Vivendi’s Management Board and its largest shareholder Chairman of the Supervisory Board, Vincent Bolloré, received the inscription of three external draft resolutions for the meeting of April 17, 2015. Some of the group ‘s answers turned to intimidation if not to misleading information …
The first resolution proposed A, for the maintenance of simple voting rights, following the campaign of Phitrust, advised by Proxinvest. A group of top investors came to support the draft resolution A. These include the pension fund of the British railway, Railpen, the giant of the British insurance Aviva Investors, of the largest Dutch pension fund PGGM, the US giant CalPERS, famous retirement funds of the Californian State employees, the giant collective management in France, Amundi with his little sister CPR AM, a subsidiary of Crédit Agricole, Natixis group’s asset management subsidiary DNCA Finance, the Edmond Rothschild asset management subsidiary and the big French mutual insurance group OFI-Macif.
They all decided to participate to the tabling of this resolution calling for the maintenance of simple voting rights in the articles of association on the agenda of the April 17, 2015 General Meeting of Vivendi.
In line also with the Proxinvest Voting Policy for 2015 we warmly support this resolution.
Two other resolutions B and C on the dividend distribution were presented by P. Schoenfeld Asset Mgt.(PSAM) a New York money manager, and Proxinvest has had the opportunity to discuss with the Management Board of Vivendi and with Peter Schoenfeld on these.
PSAM considers that the proposed payment of 1.3 billion dividend to shareholders is in no way related to the 17 billion seen following the group recent divestments. It proposes a first dividend increase (resolution B) to be paid for the year 2014 to 2,900,000,000 € instead of 1,3 billion € planned, then other massive distribution of cash to September 2015 (resolution C).
Proxinvest ECGS French member completed its ECGS research report soon available on the on line ECGS Shop.
Besides French investors were highly surprised by the content of a letter of March 27 by the Vivendi’s Management Board to its US shareholder P. Schoenfeld Asset Mgt.(PSAM) as published on the company’s website.
Vivendi, which did not earlier mention in the shareholding section of its annual report any statutary or legal ownership limitation for non EC investors, reminds PSAM of this 1986 legal limitation for non-EU shareholders of French television companies : it suggests that in case the investor would exceed 20% of the company this “would very deeply harm the company ” and would obligeVivendi to court assignments leading to potential fines of 5 up to 9 billions euros. In Proxinvest opinion such public baseless astronomical amounts turns to misleading information.

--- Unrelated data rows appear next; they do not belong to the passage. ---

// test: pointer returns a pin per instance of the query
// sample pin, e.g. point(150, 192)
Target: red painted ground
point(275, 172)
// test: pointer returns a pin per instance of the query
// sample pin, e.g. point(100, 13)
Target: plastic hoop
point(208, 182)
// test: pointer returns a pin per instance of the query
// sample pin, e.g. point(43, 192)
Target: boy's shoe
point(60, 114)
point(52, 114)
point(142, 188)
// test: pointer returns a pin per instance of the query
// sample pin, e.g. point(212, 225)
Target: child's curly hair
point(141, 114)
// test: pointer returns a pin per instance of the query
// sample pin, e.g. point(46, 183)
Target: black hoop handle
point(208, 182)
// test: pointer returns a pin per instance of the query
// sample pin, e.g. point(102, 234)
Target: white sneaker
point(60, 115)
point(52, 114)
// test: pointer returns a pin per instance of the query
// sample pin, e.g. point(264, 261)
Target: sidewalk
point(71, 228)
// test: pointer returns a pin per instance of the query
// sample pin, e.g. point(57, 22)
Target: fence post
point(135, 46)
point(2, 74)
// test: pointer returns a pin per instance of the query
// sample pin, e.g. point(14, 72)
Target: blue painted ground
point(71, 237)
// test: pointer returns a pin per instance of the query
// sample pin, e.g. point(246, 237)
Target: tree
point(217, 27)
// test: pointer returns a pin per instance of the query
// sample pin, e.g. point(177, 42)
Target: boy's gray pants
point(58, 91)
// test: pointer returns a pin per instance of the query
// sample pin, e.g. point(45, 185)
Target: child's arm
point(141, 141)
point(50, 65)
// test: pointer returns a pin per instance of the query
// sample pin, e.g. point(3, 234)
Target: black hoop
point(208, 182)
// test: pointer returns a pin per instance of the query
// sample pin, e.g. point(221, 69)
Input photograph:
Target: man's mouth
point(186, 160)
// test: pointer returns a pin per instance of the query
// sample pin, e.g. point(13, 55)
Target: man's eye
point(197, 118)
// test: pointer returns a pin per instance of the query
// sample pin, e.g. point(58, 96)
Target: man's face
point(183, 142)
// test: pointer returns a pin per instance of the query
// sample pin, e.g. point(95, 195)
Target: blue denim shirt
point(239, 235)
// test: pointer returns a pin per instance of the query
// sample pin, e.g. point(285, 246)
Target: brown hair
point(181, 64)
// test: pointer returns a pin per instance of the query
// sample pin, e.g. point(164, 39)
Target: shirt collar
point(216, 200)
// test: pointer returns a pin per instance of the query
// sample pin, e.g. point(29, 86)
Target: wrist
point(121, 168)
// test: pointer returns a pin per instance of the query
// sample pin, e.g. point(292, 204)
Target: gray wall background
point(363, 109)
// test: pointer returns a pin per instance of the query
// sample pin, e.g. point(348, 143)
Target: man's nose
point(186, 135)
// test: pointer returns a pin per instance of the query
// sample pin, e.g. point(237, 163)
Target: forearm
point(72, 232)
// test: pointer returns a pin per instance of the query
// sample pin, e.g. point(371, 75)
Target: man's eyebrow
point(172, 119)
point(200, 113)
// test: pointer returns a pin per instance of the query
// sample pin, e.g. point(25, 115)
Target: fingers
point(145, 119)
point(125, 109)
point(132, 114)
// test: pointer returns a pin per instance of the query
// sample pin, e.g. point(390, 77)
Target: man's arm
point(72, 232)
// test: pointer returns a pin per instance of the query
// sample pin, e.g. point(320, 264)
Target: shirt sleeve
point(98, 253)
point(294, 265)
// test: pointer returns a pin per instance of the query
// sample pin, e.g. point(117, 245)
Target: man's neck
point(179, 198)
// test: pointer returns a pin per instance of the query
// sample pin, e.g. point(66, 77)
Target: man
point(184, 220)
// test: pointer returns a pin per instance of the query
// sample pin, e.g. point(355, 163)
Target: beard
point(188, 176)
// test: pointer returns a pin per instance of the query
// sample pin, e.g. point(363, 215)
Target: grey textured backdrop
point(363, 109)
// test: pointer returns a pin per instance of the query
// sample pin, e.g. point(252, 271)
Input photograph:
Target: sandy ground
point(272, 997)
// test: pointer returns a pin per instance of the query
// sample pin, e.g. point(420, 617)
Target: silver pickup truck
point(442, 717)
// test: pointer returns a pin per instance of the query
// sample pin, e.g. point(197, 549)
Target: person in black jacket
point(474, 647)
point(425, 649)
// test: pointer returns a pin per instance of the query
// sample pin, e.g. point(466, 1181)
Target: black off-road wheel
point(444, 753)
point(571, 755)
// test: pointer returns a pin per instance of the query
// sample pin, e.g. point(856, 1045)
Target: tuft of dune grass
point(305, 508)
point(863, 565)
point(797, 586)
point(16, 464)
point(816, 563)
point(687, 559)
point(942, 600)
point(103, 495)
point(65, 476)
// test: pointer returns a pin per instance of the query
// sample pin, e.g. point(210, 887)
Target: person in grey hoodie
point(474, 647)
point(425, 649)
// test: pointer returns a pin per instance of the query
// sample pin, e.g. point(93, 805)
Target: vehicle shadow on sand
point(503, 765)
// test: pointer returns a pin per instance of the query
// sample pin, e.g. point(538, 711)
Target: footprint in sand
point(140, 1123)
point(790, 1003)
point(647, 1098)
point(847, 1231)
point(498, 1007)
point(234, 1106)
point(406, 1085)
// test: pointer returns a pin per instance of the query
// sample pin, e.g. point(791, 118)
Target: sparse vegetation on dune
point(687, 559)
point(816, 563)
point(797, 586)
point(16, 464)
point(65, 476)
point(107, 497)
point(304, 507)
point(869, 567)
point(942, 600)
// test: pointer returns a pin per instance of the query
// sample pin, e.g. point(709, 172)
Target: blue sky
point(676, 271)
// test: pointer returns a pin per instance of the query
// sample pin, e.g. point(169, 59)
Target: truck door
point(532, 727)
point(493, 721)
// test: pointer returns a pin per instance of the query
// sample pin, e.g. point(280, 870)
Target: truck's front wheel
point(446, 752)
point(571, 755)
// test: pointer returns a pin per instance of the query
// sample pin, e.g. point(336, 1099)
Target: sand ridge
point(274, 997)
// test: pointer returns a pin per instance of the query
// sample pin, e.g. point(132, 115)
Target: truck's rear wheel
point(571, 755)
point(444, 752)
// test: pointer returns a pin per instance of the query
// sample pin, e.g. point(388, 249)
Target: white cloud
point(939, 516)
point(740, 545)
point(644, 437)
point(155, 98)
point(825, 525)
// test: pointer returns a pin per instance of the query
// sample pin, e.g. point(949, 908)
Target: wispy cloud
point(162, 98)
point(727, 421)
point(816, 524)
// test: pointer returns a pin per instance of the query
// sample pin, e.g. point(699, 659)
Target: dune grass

Besides , as in earlier similar cases here, the issuer is threatening shareholders having no takeover intentions of a concerted action with unknown other shareholders only on the grounds that he convinced some investors to vote in favor of his external resolution. This clear is an opportunity for the French AMF to remember that the dialogue among investors and their common intent to vote in the same way , whatever it is, should never in itself only constitutes a take-over concert situation.
Shareholders should not be unduly discouraged to cast freely their vote at the General Meeting of 17 April.